Slaughterhouse-Five Bookmarked considers Kurt Vonnegut's seminal novel from the vantage of a writer who has been affected deeply by Vonnegut's work. The first in a series of Bookmarked titles, Curtis Smith's personal examination of Vonnegut's masterpiece is a (literally) marvelous intro to -- and examination of -- Slaughterhouse-Five. We asked the author one question.
2paragraphs: Why is this book connecting with people?
Curtis Smith: I’d guess the book’s initial impact could be most readily attributed to the source material. When I discuss this project and Slaughterhouse-Five in person or online, I’m met with an overwhelmingly positive reaction. Folks seem to recall it fondly, and many comment that they should revisit it. And my advice to them would be yes, do that. Slaughterhouse-Five is a masterpiece of structure and tone. It’s a high-wire act that navigates between genres, between notions of time and space, between humor and unbelievable horror. I think that’s the root of the book’s genius—the way Vonnegut offers us the most humane of lenses with which to consider a massacre. We see war through the eyes of a vanquished city, through the eyes of a man-boy so broken he’s been cast adrift in the narrative of his own life. Yet we laugh all the way through. In an interview, Vonnegut once said his characters’ laughter was often a response to inescapable agony. What other choice do they—or we—have when faced with the avalanche of mankind’s cruel histories?

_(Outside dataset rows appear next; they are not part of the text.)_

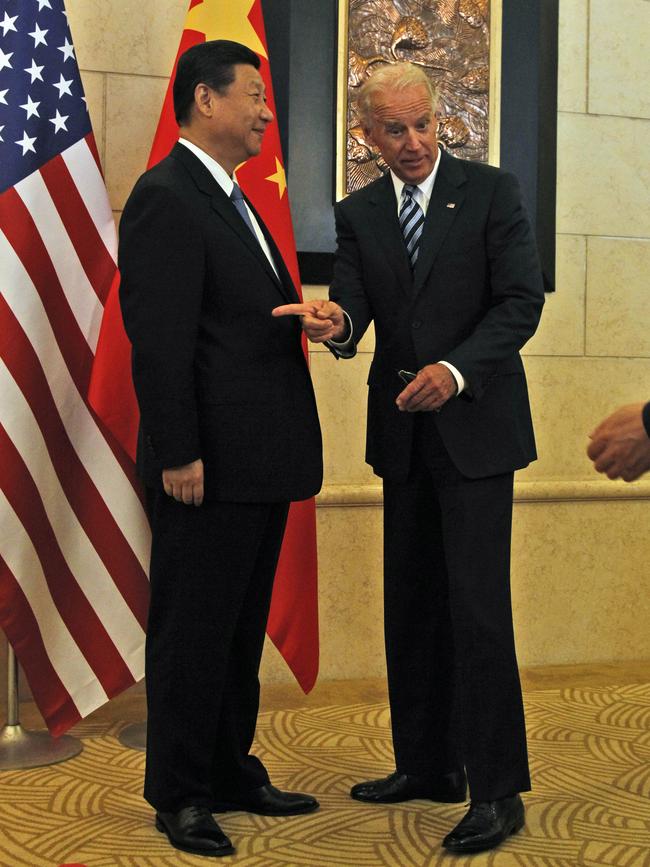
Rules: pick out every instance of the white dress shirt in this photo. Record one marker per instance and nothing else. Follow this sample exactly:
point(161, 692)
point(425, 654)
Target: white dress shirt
point(226, 183)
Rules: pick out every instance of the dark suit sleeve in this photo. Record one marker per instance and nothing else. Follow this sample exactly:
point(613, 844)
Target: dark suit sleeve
point(516, 292)
point(347, 285)
point(161, 260)
point(646, 417)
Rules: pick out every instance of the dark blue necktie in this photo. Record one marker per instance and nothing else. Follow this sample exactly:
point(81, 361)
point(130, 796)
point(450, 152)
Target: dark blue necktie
point(411, 219)
point(237, 198)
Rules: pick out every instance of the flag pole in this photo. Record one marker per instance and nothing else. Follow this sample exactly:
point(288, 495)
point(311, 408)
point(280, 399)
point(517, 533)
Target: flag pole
point(22, 749)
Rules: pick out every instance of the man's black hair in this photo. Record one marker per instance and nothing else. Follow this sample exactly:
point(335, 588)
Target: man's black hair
point(210, 63)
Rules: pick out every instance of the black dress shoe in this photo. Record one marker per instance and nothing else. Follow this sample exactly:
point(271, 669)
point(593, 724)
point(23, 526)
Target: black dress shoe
point(194, 830)
point(486, 825)
point(448, 789)
point(269, 801)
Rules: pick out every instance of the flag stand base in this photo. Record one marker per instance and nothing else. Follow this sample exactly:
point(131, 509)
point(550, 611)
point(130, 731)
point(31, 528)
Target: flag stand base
point(134, 736)
point(21, 749)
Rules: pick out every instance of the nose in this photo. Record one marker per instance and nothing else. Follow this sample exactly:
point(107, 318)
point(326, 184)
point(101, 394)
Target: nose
point(413, 140)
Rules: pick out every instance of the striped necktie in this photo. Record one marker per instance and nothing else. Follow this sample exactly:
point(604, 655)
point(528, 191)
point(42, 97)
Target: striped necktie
point(237, 198)
point(411, 220)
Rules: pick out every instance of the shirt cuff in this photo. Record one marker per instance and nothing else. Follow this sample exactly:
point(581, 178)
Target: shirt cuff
point(458, 376)
point(346, 345)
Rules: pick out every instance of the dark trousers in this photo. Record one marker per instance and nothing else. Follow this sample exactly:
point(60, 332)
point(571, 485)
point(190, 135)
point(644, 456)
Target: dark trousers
point(454, 688)
point(212, 571)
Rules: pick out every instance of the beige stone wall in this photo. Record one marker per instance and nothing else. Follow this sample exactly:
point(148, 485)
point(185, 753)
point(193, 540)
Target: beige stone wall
point(580, 546)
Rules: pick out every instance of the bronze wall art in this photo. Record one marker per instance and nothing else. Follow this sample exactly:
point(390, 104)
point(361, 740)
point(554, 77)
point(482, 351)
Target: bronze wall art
point(457, 42)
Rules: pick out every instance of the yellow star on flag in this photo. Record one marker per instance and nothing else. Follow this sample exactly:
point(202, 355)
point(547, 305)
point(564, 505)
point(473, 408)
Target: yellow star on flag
point(279, 177)
point(225, 19)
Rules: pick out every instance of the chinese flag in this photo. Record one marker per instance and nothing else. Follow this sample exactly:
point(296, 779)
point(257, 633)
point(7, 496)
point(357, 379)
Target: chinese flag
point(293, 620)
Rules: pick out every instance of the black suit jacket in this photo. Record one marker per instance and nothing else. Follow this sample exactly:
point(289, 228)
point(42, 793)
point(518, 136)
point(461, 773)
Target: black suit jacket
point(216, 376)
point(474, 299)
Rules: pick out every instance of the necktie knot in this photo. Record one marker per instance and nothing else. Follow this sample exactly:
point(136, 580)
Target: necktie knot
point(411, 220)
point(237, 198)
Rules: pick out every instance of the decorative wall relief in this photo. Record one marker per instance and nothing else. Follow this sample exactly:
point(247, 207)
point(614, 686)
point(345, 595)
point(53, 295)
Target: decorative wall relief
point(452, 41)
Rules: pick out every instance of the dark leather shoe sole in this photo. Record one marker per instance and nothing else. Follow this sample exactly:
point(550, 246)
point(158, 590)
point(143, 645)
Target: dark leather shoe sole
point(471, 846)
point(418, 796)
point(194, 850)
point(227, 806)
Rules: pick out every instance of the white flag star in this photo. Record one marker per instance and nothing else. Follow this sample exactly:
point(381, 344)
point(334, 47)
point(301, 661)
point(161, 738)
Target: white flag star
point(8, 24)
point(35, 71)
point(31, 107)
point(59, 122)
point(38, 36)
point(63, 86)
point(5, 58)
point(68, 50)
point(27, 143)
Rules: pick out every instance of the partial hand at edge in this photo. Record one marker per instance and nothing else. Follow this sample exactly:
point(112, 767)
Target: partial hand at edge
point(321, 320)
point(185, 483)
point(429, 391)
point(620, 446)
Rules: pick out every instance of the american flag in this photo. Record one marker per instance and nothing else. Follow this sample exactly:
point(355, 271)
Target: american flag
point(74, 540)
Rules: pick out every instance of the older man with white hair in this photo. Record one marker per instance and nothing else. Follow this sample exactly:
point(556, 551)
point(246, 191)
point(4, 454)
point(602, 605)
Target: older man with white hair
point(439, 253)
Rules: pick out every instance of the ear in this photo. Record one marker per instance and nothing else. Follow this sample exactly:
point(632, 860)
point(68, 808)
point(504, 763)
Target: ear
point(203, 99)
point(368, 136)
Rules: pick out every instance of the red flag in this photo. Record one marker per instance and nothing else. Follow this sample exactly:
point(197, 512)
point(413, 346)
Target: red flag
point(293, 620)
point(74, 541)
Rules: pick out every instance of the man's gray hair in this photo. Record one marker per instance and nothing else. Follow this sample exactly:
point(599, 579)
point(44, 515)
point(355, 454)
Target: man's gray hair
point(395, 77)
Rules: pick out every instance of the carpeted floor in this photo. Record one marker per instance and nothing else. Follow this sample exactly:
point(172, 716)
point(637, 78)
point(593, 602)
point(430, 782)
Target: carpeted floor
point(590, 760)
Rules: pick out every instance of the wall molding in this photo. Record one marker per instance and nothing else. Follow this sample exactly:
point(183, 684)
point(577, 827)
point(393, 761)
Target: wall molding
point(541, 491)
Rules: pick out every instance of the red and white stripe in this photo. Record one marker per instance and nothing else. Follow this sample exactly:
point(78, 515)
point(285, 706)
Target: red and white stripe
point(74, 540)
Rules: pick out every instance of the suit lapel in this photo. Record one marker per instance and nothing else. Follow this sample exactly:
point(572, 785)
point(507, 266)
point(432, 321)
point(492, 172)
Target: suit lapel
point(446, 201)
point(285, 283)
point(386, 225)
point(228, 213)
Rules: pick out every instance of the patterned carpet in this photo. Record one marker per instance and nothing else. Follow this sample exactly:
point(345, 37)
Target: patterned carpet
point(590, 757)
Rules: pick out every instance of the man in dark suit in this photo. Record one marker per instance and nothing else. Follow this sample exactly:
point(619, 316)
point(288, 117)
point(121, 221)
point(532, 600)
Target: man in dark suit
point(620, 445)
point(440, 255)
point(229, 436)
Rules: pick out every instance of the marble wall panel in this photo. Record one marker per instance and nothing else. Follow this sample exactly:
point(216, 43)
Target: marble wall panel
point(603, 176)
point(580, 581)
point(619, 59)
point(561, 330)
point(127, 37)
point(94, 84)
point(572, 56)
point(341, 393)
point(569, 396)
point(617, 297)
point(133, 106)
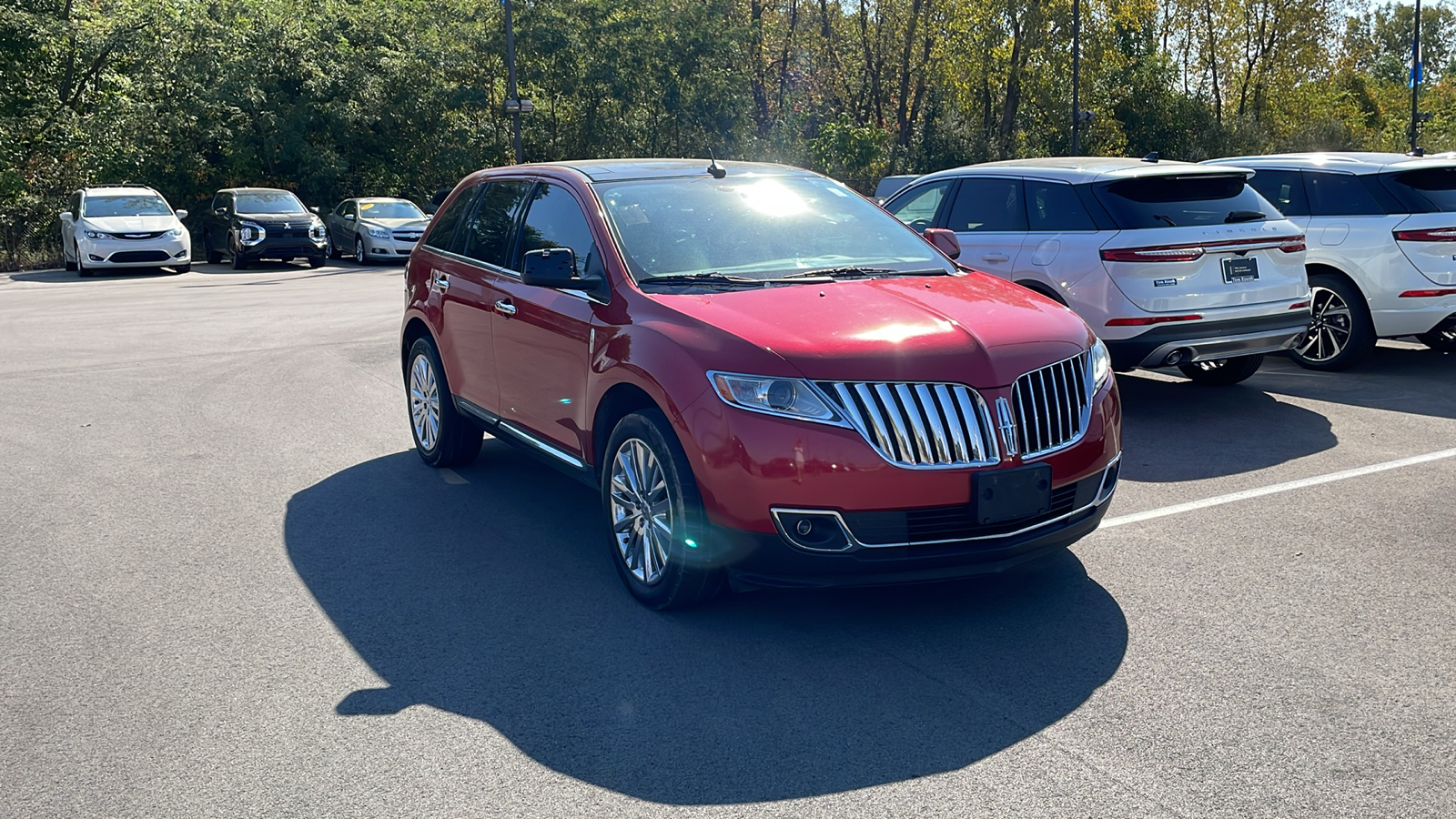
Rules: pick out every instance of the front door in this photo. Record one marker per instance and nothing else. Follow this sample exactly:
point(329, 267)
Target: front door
point(989, 217)
point(543, 337)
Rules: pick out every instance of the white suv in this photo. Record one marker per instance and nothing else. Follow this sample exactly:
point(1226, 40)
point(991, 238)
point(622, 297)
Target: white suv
point(1382, 247)
point(1172, 264)
point(123, 227)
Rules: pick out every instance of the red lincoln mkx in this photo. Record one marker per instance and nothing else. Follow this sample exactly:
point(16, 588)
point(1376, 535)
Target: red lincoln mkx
point(771, 379)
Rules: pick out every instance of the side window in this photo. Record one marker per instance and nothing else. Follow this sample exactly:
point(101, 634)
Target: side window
point(917, 206)
point(446, 225)
point(1283, 188)
point(1339, 194)
point(1055, 207)
point(987, 205)
point(555, 220)
point(490, 230)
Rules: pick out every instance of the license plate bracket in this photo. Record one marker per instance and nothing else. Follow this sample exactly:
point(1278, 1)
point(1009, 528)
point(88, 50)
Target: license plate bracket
point(1238, 270)
point(1011, 494)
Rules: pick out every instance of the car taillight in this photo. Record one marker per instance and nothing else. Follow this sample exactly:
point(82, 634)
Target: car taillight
point(1431, 235)
point(1145, 321)
point(1165, 254)
point(1429, 293)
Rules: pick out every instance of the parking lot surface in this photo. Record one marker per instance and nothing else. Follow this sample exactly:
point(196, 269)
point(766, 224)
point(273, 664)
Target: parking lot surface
point(232, 589)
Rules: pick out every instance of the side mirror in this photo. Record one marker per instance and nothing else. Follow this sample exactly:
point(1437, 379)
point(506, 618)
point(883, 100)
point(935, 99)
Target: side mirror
point(944, 241)
point(557, 268)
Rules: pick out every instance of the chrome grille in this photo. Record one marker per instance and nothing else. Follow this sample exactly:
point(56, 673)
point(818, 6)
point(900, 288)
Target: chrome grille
point(1053, 405)
point(919, 424)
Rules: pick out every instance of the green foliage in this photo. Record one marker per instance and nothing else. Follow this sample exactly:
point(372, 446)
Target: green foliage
point(335, 98)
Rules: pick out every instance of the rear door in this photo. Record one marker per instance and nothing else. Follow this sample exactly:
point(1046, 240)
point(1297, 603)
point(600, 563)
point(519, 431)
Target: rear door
point(542, 336)
point(989, 217)
point(1193, 241)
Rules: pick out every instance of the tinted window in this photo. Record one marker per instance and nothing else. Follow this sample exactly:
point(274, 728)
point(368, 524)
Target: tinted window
point(1179, 201)
point(1431, 187)
point(555, 220)
point(269, 201)
point(987, 205)
point(491, 228)
point(1283, 188)
point(1055, 207)
point(917, 206)
point(1339, 194)
point(448, 222)
point(756, 227)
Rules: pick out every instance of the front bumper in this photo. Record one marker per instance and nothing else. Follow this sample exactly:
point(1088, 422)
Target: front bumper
point(126, 254)
point(1205, 339)
point(757, 561)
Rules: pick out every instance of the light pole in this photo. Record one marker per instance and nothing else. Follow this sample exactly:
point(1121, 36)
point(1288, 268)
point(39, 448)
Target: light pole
point(1416, 76)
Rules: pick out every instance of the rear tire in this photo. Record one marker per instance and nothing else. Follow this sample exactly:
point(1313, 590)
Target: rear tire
point(659, 526)
point(1340, 329)
point(443, 436)
point(1222, 372)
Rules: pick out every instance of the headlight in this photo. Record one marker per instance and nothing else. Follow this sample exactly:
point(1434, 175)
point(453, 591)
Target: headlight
point(251, 234)
point(1101, 361)
point(791, 398)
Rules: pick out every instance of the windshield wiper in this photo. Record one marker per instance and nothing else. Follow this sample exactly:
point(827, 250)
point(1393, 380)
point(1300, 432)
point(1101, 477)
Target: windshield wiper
point(852, 271)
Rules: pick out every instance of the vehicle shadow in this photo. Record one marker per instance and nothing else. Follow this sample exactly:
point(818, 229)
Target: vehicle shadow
point(497, 601)
point(1186, 431)
point(1401, 378)
point(57, 276)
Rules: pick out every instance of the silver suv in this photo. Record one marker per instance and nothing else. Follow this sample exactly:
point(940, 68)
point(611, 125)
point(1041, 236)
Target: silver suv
point(1380, 247)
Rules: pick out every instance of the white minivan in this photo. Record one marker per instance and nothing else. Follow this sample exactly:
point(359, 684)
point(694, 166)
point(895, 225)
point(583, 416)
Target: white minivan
point(1172, 264)
point(1382, 247)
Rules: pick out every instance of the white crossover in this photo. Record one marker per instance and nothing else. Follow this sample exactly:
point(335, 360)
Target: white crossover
point(1382, 247)
point(1172, 264)
point(123, 227)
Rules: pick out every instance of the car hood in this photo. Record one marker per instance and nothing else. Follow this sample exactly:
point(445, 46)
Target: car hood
point(131, 223)
point(398, 223)
point(973, 329)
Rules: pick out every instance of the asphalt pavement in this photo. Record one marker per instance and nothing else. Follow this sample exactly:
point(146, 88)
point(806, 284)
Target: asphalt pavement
point(230, 589)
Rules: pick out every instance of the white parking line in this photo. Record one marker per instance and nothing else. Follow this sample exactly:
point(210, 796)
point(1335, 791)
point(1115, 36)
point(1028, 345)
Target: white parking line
point(1285, 487)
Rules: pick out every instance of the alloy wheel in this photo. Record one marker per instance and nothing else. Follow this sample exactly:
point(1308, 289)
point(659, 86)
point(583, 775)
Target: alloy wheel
point(641, 511)
point(1330, 327)
point(424, 402)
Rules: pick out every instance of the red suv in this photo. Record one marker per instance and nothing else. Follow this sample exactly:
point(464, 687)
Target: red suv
point(771, 379)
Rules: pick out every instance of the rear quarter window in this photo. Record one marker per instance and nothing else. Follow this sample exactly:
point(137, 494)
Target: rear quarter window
point(1181, 201)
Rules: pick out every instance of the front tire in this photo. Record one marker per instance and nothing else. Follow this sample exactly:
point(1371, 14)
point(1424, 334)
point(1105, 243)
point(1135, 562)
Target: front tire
point(443, 436)
point(1222, 372)
point(655, 513)
point(1340, 329)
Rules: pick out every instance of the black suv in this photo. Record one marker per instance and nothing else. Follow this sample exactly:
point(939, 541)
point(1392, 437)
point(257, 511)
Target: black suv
point(262, 223)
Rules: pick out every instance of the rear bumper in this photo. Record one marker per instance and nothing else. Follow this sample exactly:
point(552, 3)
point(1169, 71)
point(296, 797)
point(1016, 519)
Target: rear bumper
point(1205, 341)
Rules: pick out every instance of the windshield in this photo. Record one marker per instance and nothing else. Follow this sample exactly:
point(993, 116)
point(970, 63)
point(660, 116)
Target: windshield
point(1179, 201)
point(280, 201)
point(1427, 189)
point(390, 210)
point(757, 228)
point(130, 205)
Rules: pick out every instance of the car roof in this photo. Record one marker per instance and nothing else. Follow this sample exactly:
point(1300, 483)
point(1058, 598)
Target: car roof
point(621, 169)
point(1077, 167)
point(1351, 160)
point(255, 191)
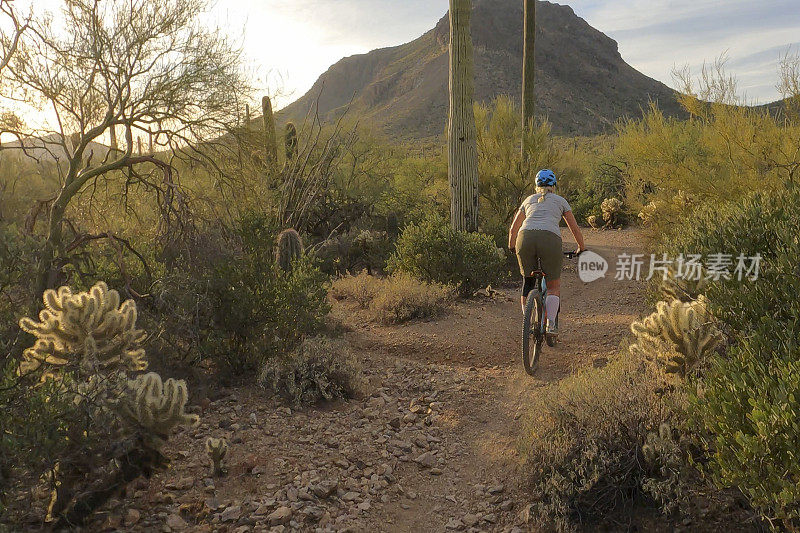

The Bookmarked Series isn’t about literary criticism—its focus is the impact a single book can have on an author’s life, and as such, I did my best to be faithful to both my source material and myself. I adopted the book’s structure, even including some sketches (a reader will quickly see why I chose writing over drawing as my art form). I tried to weave threads of history and time and science alongside my personal narrative. In ways, the book is fragmented, but I’m hoping at its end, it feels more like a collage, a somewhat cohesive whole comprises the randomness and chaos that Billy Pilgrim and the rest of us face when we consider our world.